We did do some interesting exercises out at Liverpool where we would have sort of pretend casualties come in and clearing stations. And it was interesting really because you'd have a case station and someone would bring in something and we'd go through all the aspects of what you do to revive them and prepare them for theatre and maybe even take them to theatre. And it would be all over in 10, 20 minutes. Whereas in reality it's hours, which we learned. If you made your calculations based on how prep we would wear.
The Australian military hadn't been engaged really since Vietnam. So there's a big gap between experience and what we were then. We developed an operating theatre that was in a container. The concept being you could put it on a Herc and fly it anywhere. And it would open up and it could be used within 24 hours or so, it was an operating theatre. So I was involved in that to some extent and it had an anaesthetic theatre or preparation bay and a recovery.
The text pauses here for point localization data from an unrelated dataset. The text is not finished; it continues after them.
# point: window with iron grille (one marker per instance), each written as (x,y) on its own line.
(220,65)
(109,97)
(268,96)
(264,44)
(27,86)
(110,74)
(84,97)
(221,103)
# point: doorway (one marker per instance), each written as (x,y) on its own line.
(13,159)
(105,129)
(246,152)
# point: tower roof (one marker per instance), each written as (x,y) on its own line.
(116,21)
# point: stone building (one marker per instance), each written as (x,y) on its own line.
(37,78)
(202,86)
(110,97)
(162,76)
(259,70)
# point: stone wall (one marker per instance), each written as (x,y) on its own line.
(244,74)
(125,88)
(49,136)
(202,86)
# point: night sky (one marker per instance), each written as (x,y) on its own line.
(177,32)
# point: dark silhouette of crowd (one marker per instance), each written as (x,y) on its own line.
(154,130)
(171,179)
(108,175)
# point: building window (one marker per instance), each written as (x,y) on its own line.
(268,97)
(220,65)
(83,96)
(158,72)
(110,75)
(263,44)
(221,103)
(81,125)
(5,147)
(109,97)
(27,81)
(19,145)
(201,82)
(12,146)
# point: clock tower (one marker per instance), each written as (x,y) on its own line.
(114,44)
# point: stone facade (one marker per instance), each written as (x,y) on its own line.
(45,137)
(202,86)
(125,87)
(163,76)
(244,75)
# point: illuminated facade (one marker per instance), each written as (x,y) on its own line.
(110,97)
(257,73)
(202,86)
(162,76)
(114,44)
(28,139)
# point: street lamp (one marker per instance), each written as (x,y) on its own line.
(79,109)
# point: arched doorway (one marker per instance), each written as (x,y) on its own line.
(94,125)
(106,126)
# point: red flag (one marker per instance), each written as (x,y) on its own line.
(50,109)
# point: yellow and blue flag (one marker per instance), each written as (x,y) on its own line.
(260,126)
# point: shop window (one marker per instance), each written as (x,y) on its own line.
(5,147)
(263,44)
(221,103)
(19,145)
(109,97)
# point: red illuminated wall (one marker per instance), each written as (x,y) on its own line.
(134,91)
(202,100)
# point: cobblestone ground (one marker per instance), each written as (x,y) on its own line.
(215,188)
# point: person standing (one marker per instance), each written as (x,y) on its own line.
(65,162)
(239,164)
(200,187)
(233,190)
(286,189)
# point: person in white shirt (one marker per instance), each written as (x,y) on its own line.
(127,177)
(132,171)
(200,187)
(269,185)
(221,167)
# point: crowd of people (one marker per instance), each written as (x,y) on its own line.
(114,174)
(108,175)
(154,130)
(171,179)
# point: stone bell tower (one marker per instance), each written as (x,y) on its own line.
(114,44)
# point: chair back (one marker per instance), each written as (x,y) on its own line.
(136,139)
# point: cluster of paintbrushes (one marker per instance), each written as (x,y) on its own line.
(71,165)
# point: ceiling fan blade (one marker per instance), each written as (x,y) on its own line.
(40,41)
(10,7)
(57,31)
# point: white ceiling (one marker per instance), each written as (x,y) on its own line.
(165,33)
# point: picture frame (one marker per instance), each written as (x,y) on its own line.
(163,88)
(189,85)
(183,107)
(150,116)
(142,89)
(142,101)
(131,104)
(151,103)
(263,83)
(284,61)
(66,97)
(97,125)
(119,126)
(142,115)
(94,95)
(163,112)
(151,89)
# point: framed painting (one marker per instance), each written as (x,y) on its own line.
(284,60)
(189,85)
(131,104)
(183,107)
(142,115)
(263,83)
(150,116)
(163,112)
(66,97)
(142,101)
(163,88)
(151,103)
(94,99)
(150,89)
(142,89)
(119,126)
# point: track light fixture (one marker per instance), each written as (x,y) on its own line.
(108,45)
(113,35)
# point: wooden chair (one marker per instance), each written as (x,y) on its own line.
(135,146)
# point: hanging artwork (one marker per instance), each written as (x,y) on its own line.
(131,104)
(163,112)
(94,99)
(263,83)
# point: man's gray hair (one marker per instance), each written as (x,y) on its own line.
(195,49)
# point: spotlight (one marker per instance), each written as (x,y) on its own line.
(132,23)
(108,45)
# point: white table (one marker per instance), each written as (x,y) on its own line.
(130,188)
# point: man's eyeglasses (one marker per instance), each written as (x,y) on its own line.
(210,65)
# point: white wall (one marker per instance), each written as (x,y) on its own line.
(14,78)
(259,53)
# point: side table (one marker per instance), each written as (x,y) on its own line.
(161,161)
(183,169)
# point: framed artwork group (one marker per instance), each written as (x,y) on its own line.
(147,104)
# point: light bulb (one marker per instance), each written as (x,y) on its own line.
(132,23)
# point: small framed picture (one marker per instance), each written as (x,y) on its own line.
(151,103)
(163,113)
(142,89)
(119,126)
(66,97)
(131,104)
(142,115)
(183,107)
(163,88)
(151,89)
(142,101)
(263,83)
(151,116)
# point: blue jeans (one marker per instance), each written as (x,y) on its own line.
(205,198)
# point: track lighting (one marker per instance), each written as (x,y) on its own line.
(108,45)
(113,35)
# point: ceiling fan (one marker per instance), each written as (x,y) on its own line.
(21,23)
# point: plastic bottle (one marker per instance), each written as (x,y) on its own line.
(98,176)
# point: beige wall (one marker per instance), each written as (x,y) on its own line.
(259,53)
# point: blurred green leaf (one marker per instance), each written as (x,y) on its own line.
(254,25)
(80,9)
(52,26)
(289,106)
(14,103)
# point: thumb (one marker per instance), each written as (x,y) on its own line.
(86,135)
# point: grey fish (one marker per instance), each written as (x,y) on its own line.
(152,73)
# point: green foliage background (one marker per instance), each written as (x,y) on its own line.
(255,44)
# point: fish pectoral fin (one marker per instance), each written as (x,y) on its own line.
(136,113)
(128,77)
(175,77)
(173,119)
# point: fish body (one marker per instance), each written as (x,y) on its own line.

So three containers and you sort of had a little mini operating suite. To try it out they wanted to have some genuine patients.
So they took us down to Shepparton and there's a paddock there somewhere and set it up. And then they needed real patients. Now, where do you get real patients that come into a paddock? I think it was Dookie Agricultural College. Well, there were a lot of people in the army in Melbourne waiting for vasectomies. So we did a week of vasectomies to put it through all its paces. So it wasn't quite preparation for military wounds, but it was getting a feel for working for these people who many of whom actually turned up in Rwanda because we came from all sorts of backgrounds to Rwanda. It wasn't a unit per se or the medical side of it wasn't, it was put together by people with expertise from various states and various backgrounds, therefore it was Navy and Army really.